If your business is, or could be, affected by late invoice payments there are a few measures you can take. Don’t be scared to set your own payment terms and to expect your clients to abide by them. You should keep a constant eye on the ageing times of your invoices – that is, the length of time that elapses between you raising an invoice and it being paid. The aim is to keep these periods short, and to effectively manage your expenditure around them, in order to ensure that there are no troughs in your cashflow.
Begin by thinking about ways to ensure prompt payment before you even raise an invoice. There are several ways in which you can pre-emptively reduce your chances of falling victim to late payment. These include:
Vetting customers. Depending on the nature of your business, you may be able to vet your clients before agreeing to do business with them. Consider running credit checks on potential customers in order to ensure that they have a track record of prompt payment. Many credit reference agencies provide affordable solutions for small businesses.

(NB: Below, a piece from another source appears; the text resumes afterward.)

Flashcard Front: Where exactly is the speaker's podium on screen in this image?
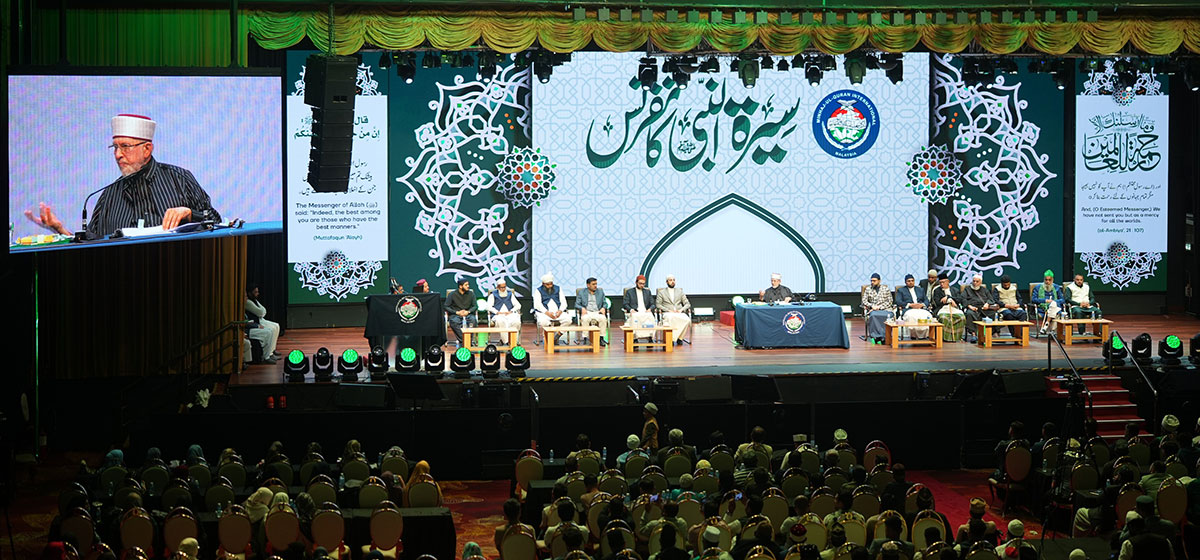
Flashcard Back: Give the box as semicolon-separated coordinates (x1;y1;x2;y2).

Outlining payment terms. It is vital that you make your payment terms clear from the outset. This will help to ensure that your client makes suitable plans, and cannot use an excuse of ignorance to stretch out their payment times. Make sure that your payment terms are clearly displayed on invoices, along with details of payment methods. If you accept payment by bank transfer, make sure your account details are included too.
If all else fails …
Frequently, despite your best efforts, payments will still be late. In these instances, there are a few steps you can take to minimise the length of time for which your invoices age.

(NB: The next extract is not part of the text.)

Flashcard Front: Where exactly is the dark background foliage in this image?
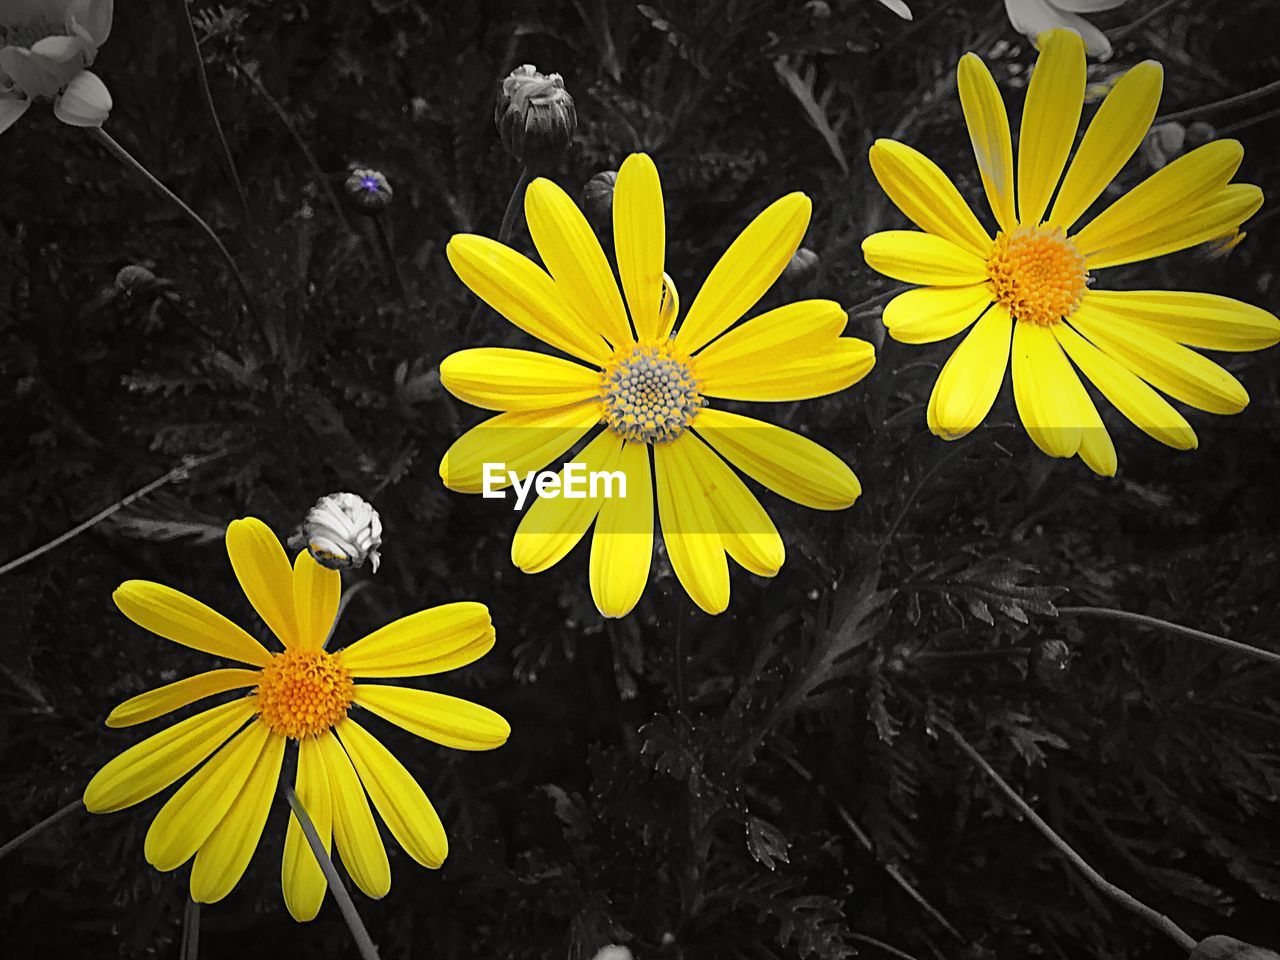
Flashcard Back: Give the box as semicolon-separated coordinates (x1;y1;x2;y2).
2;0;1279;958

This might sound obvious, but it is vital that you chase outstanding invoices. Remember that your clients will be concerned about their own cashflow, and this may well mean that they leave payment until the very last minute. Frequently, however, a phone call or email is all that is needed to ensure settlement. Do not be scared to chase late-paying customers; you are well within your rights to do so.

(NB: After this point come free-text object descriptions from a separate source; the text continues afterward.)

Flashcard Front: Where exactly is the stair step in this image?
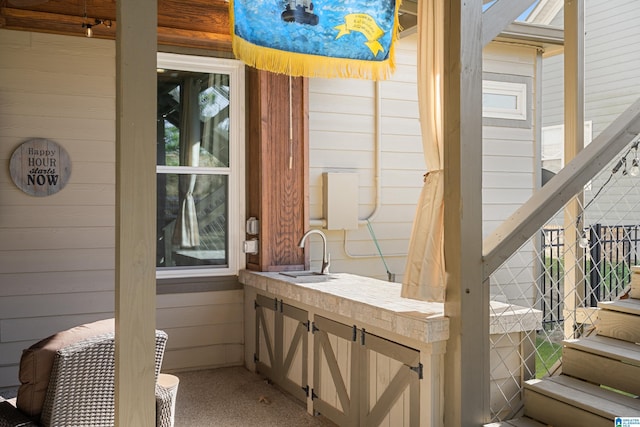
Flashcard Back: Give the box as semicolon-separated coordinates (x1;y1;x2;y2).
483;417;548;427
524;375;640;427
563;335;640;396
598;298;640;316
564;335;640;365
597;299;640;343
631;267;640;298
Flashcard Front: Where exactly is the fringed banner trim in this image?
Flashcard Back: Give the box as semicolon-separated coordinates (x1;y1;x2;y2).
232;36;396;80
230;0;401;81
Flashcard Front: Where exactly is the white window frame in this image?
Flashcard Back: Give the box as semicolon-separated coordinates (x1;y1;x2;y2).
156;52;246;279
542;121;593;190
541;121;593;169
482;79;527;121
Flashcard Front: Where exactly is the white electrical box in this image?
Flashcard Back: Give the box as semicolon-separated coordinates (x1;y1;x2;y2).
323;172;359;230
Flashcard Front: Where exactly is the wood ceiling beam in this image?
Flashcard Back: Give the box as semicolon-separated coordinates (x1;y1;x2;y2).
158;0;229;33
0;7;232;51
2;0;230;32
1;8;92;37
158;27;231;52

You should maintain a ‘slush fund’ in order to ensure that you are never critically short of cash because of an unpaid invoice. The size of this fund will depend on the average value of your outstanding invoices, and your regular expenses but, at the very least, it should be large enough to cover costs like wages, rent and stock. You may wish to consider arranging an overdraft facility for this purpose.
Factoring and other invoice finance products can provide you with an advance of up to 90 per cent of the value of your invoices within 24 hours of them being raised. Your factoring partner will pay you the cash, and then take on the work of chasing your client for payment. Once the invoice has been settled, they will pay you the outstanding balance, minus a pre-agreed service fee and interest. A factoring facility is usually cheaper than using your business overdraft.
An increasing number of factoring companies are offering ‘transparent’ services. Under these arrangements any communication between the factor and your clients will appear to have come directly from your firm. Your clients need never know that you are making use of a factor.
Simply Business offers a way to compare quotes on factoring facilities and our partners will guide you through the set-up process and beyond.
As stressful as invoice chasing can be, it is vital that you do not lose your temper with clients. An argument over money is the quickest way to sever a relationship so, if you wish to do business with the client in the future, you should ensure that you remain cordial throughout.
Late payment is a major danger, and an issue that is frequently cited as a reason for business collapse. If you are to maintain a healthy cashflow it is vital that you develop efficient procedures for customer vetting and invoice chasing. Without these skills you risk placing your business at severe financial risk.